Bezos knows, or will learn, content is king regardless of how news is delivered. The most essential investment Bezos can make is not web networks: it’s reporters and editors. Bezos is known for his long game—a willingness to invest in the future as he has at Amazon with very slim profit margins. The future needs content.
The turn from print to Internet underscores this essential truth. Where the content of a printed paper is constrained by the decline in display and classified advertising that has shrunk all newspapers, digital packaging and delivery is highly expandable. Revenue still needs to flow, but the marginal cost of producing and distributing more news is relatively low.
The largely unsung heroes of the newspaper world are beat reporters, who get to know segments of the community or the political world very well. Great city hall reporters have more institutional knowledge of the town than the mayor. The best education reporters know enough about how schools run and students learn not to be bamboozled by the superintendent’s sound bites. It has been the ranks of these reporters who have been thinned by the decline in metropolitan dailies.

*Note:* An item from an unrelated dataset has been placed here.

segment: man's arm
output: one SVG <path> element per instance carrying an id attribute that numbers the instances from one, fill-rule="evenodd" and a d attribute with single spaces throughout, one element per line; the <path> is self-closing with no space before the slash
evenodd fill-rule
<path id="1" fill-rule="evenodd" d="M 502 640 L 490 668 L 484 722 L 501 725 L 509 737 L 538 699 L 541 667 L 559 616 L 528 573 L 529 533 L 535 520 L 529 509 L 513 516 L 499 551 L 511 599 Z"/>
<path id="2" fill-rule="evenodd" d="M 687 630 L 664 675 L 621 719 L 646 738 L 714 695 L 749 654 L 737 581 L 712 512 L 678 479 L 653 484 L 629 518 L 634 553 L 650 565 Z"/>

Media stars get attention, and the the lore of WAPO is full of them. (See veteran critic and editor Henry Allen’s recollection of The Post that was.) But the underling craft of cultivating sources and of patiently developing stories is what creates loyal readers who become habitual customers, regardless of whether the instrument is a handheld device or a broadsheet.
So, while others are assured by Bezos’ pledge to keep hands off the newsroom, I am alarmed. Great editor-publishers see building reportorial capacity as their central hands-on job. And this is doubly the case when the nature of news itself is changing along with the medium of expression.